Tangential, but a subject of some local interest:
Why Bitcoin will fail by Avery Pennarun. "The sky isn't red." Thesis:
- The gold standard was a bad idea.
- Even if it [Bitcoin] was a good idea, governments will squash it.
- The whole technological basis (cryptosystem) is flawed.
- It doesn't work offline.
I'm not sure I buy these and am not competent to evaluate his claims on 3., but would like others' critique.
L019: Bitcoin P2P Currency: The Most Dangerous Project We've Ever Seen by Jason Calacanis. A rather more enthusiastic viewpoint of the project:
- Bitcoin is a technologically sound project.
- Bitcoin is unstoppable without end-user prosecution.

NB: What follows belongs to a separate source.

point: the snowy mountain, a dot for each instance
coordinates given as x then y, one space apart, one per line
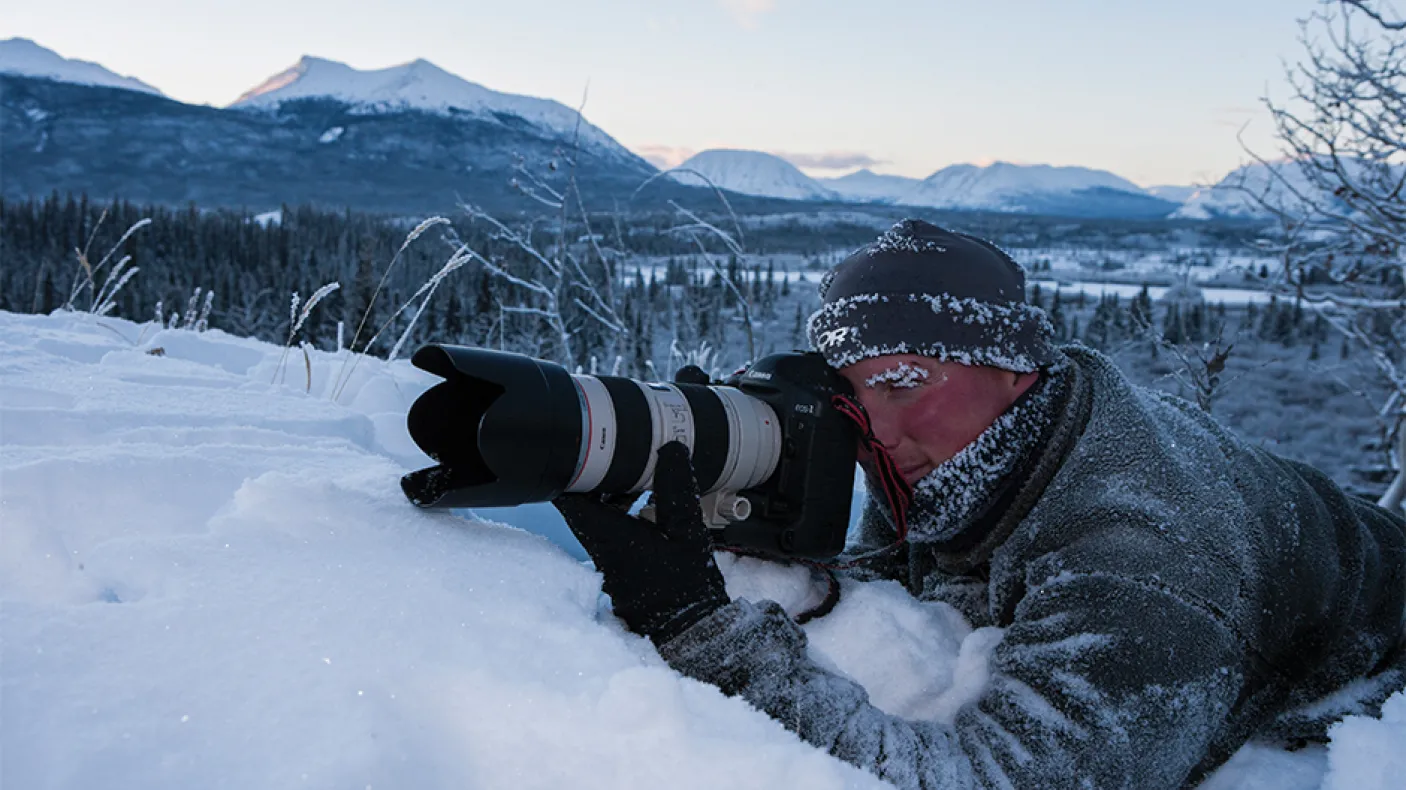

- Bitcoin is the most dangerous open-source project ever created.
- Bitcoin may be the most dangerous technological project since the internet itself.
- Bitcoin is a political statement by technological libertarians.
- Bitcoins will change the world unless governments ban them with harsh penalties.
The actual text contains many more caveats than the eye-catching selection of points above.
I don't know a whole lot about bitcoins, so maybe you can help me. You argued that decentralization makes the bitcoin system difficult to shut down. I'm assuming that before the US government would want to shut bitcoins down, bitcoins would have to significantly grow in prominence, and be accepted by a number of large businesses (Amazon, eBay, Barnes & Noble, Target, JC Penny's, etc) with websites. Because bitcoins would then be available for a wider variety of purchases, they would get a lot of new users. Assuming that the government then decided to shut it down, couldn't they just make it illegal for businesses to accept bitcoins? Bitcoins might still be available for person-to-person transactions, and maybe some small businesses, but if a business is present in the real world, and has to pay taxes, and so can be audited, that would put them pretty much at the mercy of the government.
Is what I'm talking about possible, or is there something in the bitcoin system that would prevent this?
If there's an safe and relatively quick way to change your bitcoins into USD or Euros or any other currency, then it would be easy to spend them on Amazon anyway -- as an end-user, you might even semi-automate* the conversion when shopping at such sites.
*Presumably you would want to at least sign off on the current exchange rate first.